Dear President Trump,
I have made a decision that has been extremely difficult, but which I feel I cannot avoid. I respectfully ask you to withdraw my nomination to the Supreme Court . For whatever reasons, sir, you have uttered personal attacks against two of my fellow federal judges, Gonzalo Curiel and James Robart. In both cases, your attacks were made in connection with their decisions in cases in which you had a personal interest. Further, you have now insulted and impugned the motives of a panel of my fellow U.S. Court of Appeals judges. These attacks inevitably lead me to conclude that you do not respect the independence and integrity of the judiciary and have not yet fully absorbed the reality that, under the Constitution, you are the head of only the executive branch of the government, and that the other branches are responsible for their own administration. As a businessman with ultimate power over your own enterprises, it may be difficult for you to adjust to a situation in which, while possessing great power, you are not the manager of those employed in the other branches.
This places me, as your nominee, in an untenable position. I foresee being regarded as, in certain respects, your employee. More importantly, because you have acquired the reputation of expecting strict loyalty and obedience, members of the public will view my decisions that are favorable to your interests as having been influenced by such a feeling of obligation. This creates at least the appearance of a conflict of interest. Your extensive business interests, some of which are known and some of which are not, make it quite foreseeable that cases having an impact on those interests, even when your company is not a named party, will come before the Supreme Court. That a member of the court whom you appointed would feel obliged to recuse himself or herself in such cases, which would seriously impinge on the function of the court.
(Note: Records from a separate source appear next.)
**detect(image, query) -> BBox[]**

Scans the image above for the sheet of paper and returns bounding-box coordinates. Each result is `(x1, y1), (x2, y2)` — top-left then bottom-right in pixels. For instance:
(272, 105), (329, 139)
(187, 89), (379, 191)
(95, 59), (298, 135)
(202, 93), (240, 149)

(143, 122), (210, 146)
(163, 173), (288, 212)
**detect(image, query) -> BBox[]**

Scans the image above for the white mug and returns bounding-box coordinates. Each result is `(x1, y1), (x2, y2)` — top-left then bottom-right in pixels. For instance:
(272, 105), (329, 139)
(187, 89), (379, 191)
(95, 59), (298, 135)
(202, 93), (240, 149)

There is also cause for concern arising out of decisions that are disadvantageous to your interests and about which you have strongly held feelings. During the presidential campaign you suggested that opponents of any new gun control measures might take some unspecified Second Amendment related action against your opponent in the event that she became president and sought to impose any gun control measures. This remark could be construed as an acceptance of their doing her harm. While I cannot believe that you intended this, many do. Since she did not become president, the suggestion became moot. However, your remark, taken together with the intensity with which you have already responded to judges whose actions have displeased you, make it easy to imagine future remarks expressing your sense of betrayal by a judge whom you appointed.
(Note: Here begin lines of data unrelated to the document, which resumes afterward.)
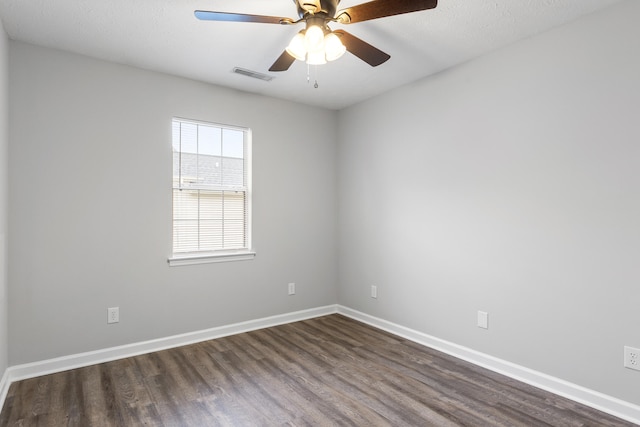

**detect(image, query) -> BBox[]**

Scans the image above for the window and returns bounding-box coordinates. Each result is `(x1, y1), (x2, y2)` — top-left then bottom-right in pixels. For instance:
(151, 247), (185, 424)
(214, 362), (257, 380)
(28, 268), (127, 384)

(169, 119), (255, 265)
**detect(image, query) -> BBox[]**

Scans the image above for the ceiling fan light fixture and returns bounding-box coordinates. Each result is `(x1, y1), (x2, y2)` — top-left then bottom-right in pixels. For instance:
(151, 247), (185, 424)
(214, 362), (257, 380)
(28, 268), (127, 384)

(324, 33), (347, 61)
(307, 50), (327, 65)
(285, 31), (307, 61)
(304, 25), (324, 53)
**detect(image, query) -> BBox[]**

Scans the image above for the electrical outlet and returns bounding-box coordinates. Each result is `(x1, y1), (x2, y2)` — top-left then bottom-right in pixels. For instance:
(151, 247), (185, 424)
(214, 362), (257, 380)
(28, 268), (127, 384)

(107, 307), (120, 323)
(624, 346), (640, 371)
(478, 311), (489, 329)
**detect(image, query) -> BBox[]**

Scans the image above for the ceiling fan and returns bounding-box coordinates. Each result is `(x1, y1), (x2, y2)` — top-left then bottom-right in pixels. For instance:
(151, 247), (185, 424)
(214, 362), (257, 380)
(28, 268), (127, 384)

(195, 0), (438, 71)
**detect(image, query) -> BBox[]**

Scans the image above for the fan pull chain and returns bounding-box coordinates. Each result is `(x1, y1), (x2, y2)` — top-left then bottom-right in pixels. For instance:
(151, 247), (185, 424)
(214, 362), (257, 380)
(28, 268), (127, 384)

(307, 63), (319, 89)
Today the carrying of concealed weapons is permitted in many parts of the country. There are segments of the population who could be prompted to extreme measures in the right circumstances, with such individual intentions not easily detected. The prospect of a faithful adherent who might be inclined to interpret remarks like your Second Amendment comment as a green light to fulfill what in his or her mind seems to be your desire is truly frightening. I say this not solely from the perspective of my safety and that of my family's, but from the terrible consequences to the country of even a failed attempt to do harm to an offending judge.
I realize that many of the remarks that trouble me today were made before the time that I accepted your nomination. It has been only after your recent outbursts that I connected these events and reached the conclusion that I must decline this high honor. It is my sincere hope that as you become more accustomed to your still unfamiliar role and to the demands of our constitutional system, you will respond in an appropriate manner to actions of the judiciary and others with whom you may disagree so that future nominees will be able to accept, in good conscience, the honor that you have presented to them.